Blatant Mischaracterizations of PERA Hurt Those the Bill Could Help Most
“It is frustrating beyond belief that those who would benefit most from the proposed changes are mischaracterizing the reforms…. The ‘my way or the highway’ approach to PERA is particularly annoying when what is being said is manifestly incorrect.”
It is time to set the record straight. For reasons I don’t understand, many inventors are just not being truthful about the provisions of patent reform bills now pending in Congress. In fact, some in the independent inventor community are attempting to rally support to kill the overwhelmingly pro-patent, pro-innovation, patent eligibility bill now pending. This is an enormous mistake that will have tragic consequences unless those who have the most to lose become willing to accept a win, even if that win does not provide them with 100% of what they want.

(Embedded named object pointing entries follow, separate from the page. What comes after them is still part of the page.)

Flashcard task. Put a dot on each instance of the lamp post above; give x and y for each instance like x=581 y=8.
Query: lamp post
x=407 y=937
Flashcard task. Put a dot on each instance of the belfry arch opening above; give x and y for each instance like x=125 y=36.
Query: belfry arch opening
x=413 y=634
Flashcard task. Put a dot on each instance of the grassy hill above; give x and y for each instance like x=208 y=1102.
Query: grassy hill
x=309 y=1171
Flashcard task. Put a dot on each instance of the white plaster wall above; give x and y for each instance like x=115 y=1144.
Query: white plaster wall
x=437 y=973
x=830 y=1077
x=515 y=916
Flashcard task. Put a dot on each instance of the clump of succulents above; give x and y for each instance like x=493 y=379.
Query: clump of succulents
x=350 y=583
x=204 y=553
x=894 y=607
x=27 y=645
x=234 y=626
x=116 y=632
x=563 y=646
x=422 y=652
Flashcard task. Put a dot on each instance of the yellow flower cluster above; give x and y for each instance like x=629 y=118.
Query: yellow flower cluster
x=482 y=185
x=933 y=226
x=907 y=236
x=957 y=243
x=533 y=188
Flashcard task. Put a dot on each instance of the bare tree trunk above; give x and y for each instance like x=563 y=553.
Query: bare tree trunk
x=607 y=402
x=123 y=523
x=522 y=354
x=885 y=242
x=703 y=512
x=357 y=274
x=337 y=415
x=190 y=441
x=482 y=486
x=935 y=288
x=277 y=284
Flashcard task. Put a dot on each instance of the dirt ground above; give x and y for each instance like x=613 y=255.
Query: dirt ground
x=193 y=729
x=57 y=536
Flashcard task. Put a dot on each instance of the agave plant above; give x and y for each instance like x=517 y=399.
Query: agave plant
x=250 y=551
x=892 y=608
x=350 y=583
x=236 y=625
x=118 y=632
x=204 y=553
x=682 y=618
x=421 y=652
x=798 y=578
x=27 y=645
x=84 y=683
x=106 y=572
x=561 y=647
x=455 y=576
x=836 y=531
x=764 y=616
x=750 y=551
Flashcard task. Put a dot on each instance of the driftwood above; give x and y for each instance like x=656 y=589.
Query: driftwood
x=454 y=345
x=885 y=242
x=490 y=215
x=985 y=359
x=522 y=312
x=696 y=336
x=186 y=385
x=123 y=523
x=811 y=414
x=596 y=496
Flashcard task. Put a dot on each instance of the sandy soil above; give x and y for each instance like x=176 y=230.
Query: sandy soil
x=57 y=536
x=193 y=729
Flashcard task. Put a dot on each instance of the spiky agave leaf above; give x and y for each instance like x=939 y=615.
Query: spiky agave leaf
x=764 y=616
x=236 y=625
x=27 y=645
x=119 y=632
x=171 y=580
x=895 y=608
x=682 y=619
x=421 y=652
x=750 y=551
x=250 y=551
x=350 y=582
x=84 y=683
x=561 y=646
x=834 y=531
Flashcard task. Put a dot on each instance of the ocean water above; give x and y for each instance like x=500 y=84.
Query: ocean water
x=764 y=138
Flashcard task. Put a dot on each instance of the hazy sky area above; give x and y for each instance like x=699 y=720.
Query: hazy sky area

Unfortunately, independent inventors specifically, and more generally the innovation community, refusing to take a win that will lead to a better, fairer patent system is nothing new. Ever since the passage of the America Invents Act (AIA), most inventors have been extremely upset, and rightfully so. We have watched the Supreme Court, the Federal Circuit and the Patent Trial and Appeal Board (PTAB) deviate from long-held norms, interpreting many important innovations like new antibiotics, safer fetal testing, and even smart grid technologies as not being patent eligible. Along the way, there have been opportunities to make things better, admittedly not all at once, but reforming patent eligibility has seriously been on the table for discussion for at least four years, and there was an opportunity to codify the PTAB reforms instituted by former U.S. Patent and Trademark Office (USPTO) Director Andrei Iancu, for example. But the perfect has become the archenemy of the good, or at least the perfect as perceived—often incorrectly so—by some in the innovation community, and in particular independent inventors.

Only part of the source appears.